By Katie E. Golden, MD

Chest pain is understandably one of the most frequent reasons that people present to an emergency department (ED). While it is a common symptom, it can potentially be the sign of a severe condition, and thus warrants a time-sensitive evaluation. For this reason, we want to take the time to explain the standard diagnostic approach to chest pain, and what to expect during and after your ED visit.


When someone is having chest pain, the first and most important test is an EKG. This is an electrical tracing of your heartbeat that can be obtained quickly and gives us some critical information within minutes of the patient’s arrival. Most importantly, it will rule out an acute heart attack (when there is a blockage in one a coronary arteries, preventing the heart muscle from getting the blood and oxygen it needs to pump normally). While it may take some time for a patient to make their way through triage, the waiting room, and into a treatment room, their EKG is brought immediately to a doctor to screen for any cardiac emergencies. The EKG also tells us if you have an arrhythmia (when your heart beats too fast, too slow, or in an abnormal rhythm), or signs of structural heart disease (an enlarged heart, for example), however both of these conditions are typically less emergent than a heart attack.


Given most patients who come into the ED with chest pain are not having a heart attack, several other tests are sometimes initiated from the triage room to evaluate for other causes of chest pain while the patient awaits a treatment room to become available. This sometimes includes laboratory tests, more specifically blood counts, electrolyte levels, kidney and liver function tests, and a blood test commonly referred to as a ‘troponin’ or ‘cardiac enzyme.’ This is a protein that is elevated in the blood whenever there is significant physiologic stress or strain on the heart; it is not specific to a particular disease or condition but provides a general screening tool for a heart condition. We also sometimes obtain an Xray of the chest, which also allows us to evaluate for conditions such as fluids in the lungs, a collapsed lung, pneumonia, an enlarged heart (which can be a sign of heart failure), to name just a few examples.


It is common that our testing in the ED does not show any concerning abnormalities or apparent cause for the patient’s symptoms. In this scenario, the physician may be able to make a clinical diagnosis based on the characteristics of a patient’s symptoms alone. Commonly, however, no clear diagnosis can be made in the ED. This can be understandably frustrating to the patient, but we do our best first to rule out an acute life-threatening process, and then allow for the appropriate amount of time and subsequent testing to make the right diagnosis in the end. An EKG, for example, rules out a heart attack, but it does not rule out coronary artery disease (when there are narrowed areas in the heart’s arteries that can ultimately lead to a heart attack). In the absence of a clear diagnosis, the physician will either recommend a more extended stay in the hospital to run more tests (such as a CT scan of the chest to look for a blood clot, or a stress test to look for coronary artery disease), or determine a patient is safe to be discharged and follow up with a doctor for further evaluation and testing as an outpatient.  These decisions are always made with careful consideration to a particular patient’s circumstances, and often in consultation with on-call cardiologists, internal medicine doctors, and a patient’s primary care doctor.

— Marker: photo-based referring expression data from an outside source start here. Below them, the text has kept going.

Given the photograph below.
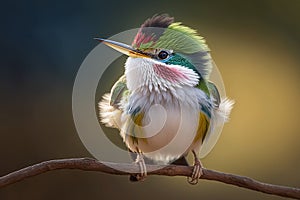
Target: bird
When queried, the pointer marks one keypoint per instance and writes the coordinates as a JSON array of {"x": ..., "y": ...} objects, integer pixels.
[{"x": 164, "y": 105}]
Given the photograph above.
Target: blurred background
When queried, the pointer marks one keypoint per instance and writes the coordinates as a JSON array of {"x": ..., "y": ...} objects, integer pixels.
[{"x": 256, "y": 45}]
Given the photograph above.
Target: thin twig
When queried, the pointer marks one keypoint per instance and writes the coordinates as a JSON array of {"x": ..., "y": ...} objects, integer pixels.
[{"x": 89, "y": 164}]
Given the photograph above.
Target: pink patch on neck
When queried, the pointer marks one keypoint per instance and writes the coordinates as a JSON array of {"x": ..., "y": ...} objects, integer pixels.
[{"x": 171, "y": 74}]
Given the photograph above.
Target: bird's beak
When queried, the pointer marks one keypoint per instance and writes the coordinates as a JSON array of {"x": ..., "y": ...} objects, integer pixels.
[{"x": 124, "y": 48}]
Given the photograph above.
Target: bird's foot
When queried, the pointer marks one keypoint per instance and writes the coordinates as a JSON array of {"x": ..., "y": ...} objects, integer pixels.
[
  {"x": 143, "y": 170},
  {"x": 197, "y": 171}
]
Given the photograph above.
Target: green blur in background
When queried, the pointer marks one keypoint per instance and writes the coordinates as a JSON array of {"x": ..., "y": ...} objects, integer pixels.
[{"x": 256, "y": 45}]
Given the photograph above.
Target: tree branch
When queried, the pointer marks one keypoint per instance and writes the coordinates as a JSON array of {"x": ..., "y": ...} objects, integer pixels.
[{"x": 89, "y": 164}]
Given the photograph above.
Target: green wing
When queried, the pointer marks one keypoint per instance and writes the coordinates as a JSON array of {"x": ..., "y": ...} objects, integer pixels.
[{"x": 118, "y": 91}]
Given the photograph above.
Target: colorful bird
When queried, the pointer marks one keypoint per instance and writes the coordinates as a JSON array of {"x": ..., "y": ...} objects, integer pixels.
[{"x": 164, "y": 105}]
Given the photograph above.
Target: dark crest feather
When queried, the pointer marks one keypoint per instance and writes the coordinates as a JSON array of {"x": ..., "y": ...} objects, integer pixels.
[{"x": 152, "y": 29}]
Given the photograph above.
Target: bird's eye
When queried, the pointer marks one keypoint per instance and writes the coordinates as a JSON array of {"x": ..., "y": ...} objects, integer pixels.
[{"x": 163, "y": 55}]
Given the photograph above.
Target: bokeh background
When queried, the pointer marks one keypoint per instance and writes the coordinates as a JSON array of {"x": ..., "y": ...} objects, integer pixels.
[{"x": 256, "y": 45}]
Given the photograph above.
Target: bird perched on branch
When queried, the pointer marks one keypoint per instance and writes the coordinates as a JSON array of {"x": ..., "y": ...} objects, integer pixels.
[{"x": 164, "y": 105}]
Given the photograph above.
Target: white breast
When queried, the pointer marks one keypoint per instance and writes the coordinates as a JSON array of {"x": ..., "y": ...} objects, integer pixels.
[{"x": 169, "y": 127}]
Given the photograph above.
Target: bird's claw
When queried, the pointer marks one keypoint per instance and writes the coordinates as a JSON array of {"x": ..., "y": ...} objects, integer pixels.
[{"x": 197, "y": 171}]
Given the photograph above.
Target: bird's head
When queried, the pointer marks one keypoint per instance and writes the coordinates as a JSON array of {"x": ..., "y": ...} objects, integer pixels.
[{"x": 164, "y": 55}]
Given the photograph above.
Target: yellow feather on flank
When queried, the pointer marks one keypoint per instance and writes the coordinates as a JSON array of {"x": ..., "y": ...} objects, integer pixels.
[
  {"x": 202, "y": 128},
  {"x": 134, "y": 127}
]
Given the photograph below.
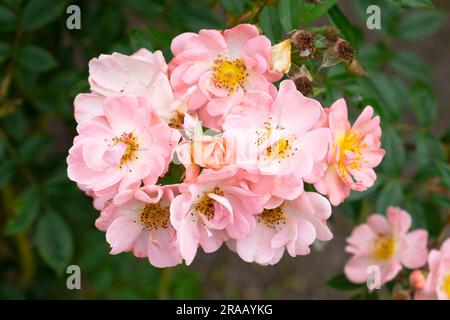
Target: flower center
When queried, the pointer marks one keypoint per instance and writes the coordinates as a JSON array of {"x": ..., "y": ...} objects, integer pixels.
[
  {"x": 205, "y": 206},
  {"x": 384, "y": 248},
  {"x": 445, "y": 285},
  {"x": 229, "y": 74},
  {"x": 351, "y": 142},
  {"x": 153, "y": 217},
  {"x": 177, "y": 120},
  {"x": 129, "y": 139},
  {"x": 281, "y": 149},
  {"x": 272, "y": 218}
]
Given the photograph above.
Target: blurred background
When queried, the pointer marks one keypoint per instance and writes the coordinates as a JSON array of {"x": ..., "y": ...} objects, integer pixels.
[{"x": 46, "y": 223}]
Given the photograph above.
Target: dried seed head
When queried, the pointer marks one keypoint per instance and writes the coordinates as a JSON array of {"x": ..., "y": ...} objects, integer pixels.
[
  {"x": 304, "y": 42},
  {"x": 304, "y": 85},
  {"x": 331, "y": 33},
  {"x": 345, "y": 50}
]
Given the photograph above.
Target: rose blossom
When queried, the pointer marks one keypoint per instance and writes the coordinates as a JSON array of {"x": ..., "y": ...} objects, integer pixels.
[
  {"x": 221, "y": 66},
  {"x": 437, "y": 285},
  {"x": 354, "y": 152},
  {"x": 215, "y": 206},
  {"x": 281, "y": 139},
  {"x": 139, "y": 221},
  {"x": 127, "y": 144},
  {"x": 291, "y": 225},
  {"x": 385, "y": 242},
  {"x": 142, "y": 74}
]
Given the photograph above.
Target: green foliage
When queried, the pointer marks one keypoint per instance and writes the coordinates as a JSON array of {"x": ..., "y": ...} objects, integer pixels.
[
  {"x": 49, "y": 223},
  {"x": 54, "y": 241}
]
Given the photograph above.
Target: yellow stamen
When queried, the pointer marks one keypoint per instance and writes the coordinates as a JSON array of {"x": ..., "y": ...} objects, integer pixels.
[
  {"x": 153, "y": 217},
  {"x": 272, "y": 218},
  {"x": 229, "y": 74},
  {"x": 205, "y": 206},
  {"x": 445, "y": 285},
  {"x": 384, "y": 248},
  {"x": 353, "y": 142},
  {"x": 129, "y": 139}
]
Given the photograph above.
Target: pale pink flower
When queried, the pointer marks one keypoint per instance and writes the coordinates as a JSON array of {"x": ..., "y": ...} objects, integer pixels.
[
  {"x": 417, "y": 280},
  {"x": 437, "y": 285},
  {"x": 127, "y": 144},
  {"x": 216, "y": 206},
  {"x": 139, "y": 221},
  {"x": 201, "y": 150},
  {"x": 354, "y": 152},
  {"x": 220, "y": 66},
  {"x": 290, "y": 225},
  {"x": 385, "y": 242},
  {"x": 281, "y": 138},
  {"x": 142, "y": 74}
]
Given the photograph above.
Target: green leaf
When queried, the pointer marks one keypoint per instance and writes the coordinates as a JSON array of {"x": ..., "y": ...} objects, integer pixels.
[
  {"x": 390, "y": 195},
  {"x": 7, "y": 19},
  {"x": 196, "y": 16},
  {"x": 440, "y": 200},
  {"x": 423, "y": 102},
  {"x": 235, "y": 6},
  {"x": 433, "y": 219},
  {"x": 173, "y": 176},
  {"x": 419, "y": 24},
  {"x": 36, "y": 59},
  {"x": 4, "y": 51},
  {"x": 340, "y": 282},
  {"x": 311, "y": 11},
  {"x": 410, "y": 66},
  {"x": 289, "y": 14},
  {"x": 38, "y": 13},
  {"x": 54, "y": 241},
  {"x": 395, "y": 157},
  {"x": 26, "y": 207},
  {"x": 349, "y": 32},
  {"x": 34, "y": 147},
  {"x": 6, "y": 172},
  {"x": 270, "y": 24},
  {"x": 444, "y": 172},
  {"x": 388, "y": 96},
  {"x": 413, "y": 3},
  {"x": 428, "y": 149}
]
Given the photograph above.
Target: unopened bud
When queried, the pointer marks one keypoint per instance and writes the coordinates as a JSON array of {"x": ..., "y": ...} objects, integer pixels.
[
  {"x": 417, "y": 280},
  {"x": 304, "y": 42},
  {"x": 344, "y": 50},
  {"x": 280, "y": 60}
]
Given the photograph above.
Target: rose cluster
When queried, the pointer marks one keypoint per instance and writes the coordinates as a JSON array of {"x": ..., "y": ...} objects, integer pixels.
[
  {"x": 246, "y": 148},
  {"x": 385, "y": 242}
]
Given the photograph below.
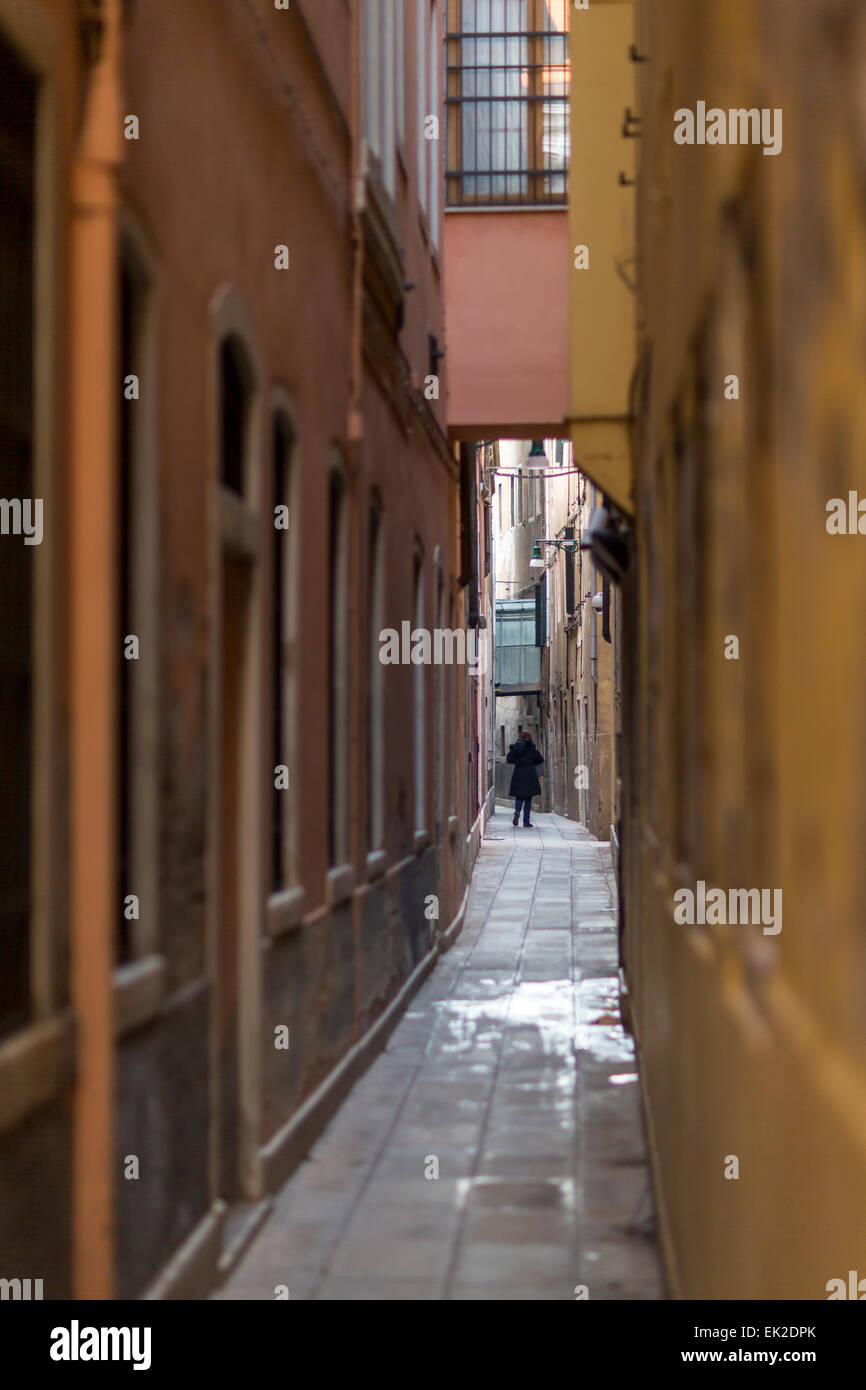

This means that oftentimes the ED is often the first stop, but not the last, in the evaluation of a patient’s chest pain. After we rule out a life-threatening condition, our next goal is to help a patient figure out the most appropriate next step in their evaluation process. As is true for many symptoms, it often requires several rounds of testing and doctor’s appointments, and time, to make the right diagnosis. Most importantly, however, we want patients to understand that because an ED visit cannot always entirely exclude cardiac chest pain, they should not await their next outpatient appointment if their chest pain (or associated symptoms) are getting worse. In this scenario, repeat ED evaluations are often necessary to assess for any change in their EKG or blood tests, and sometimes hospitalization to expedite their cardiac testing.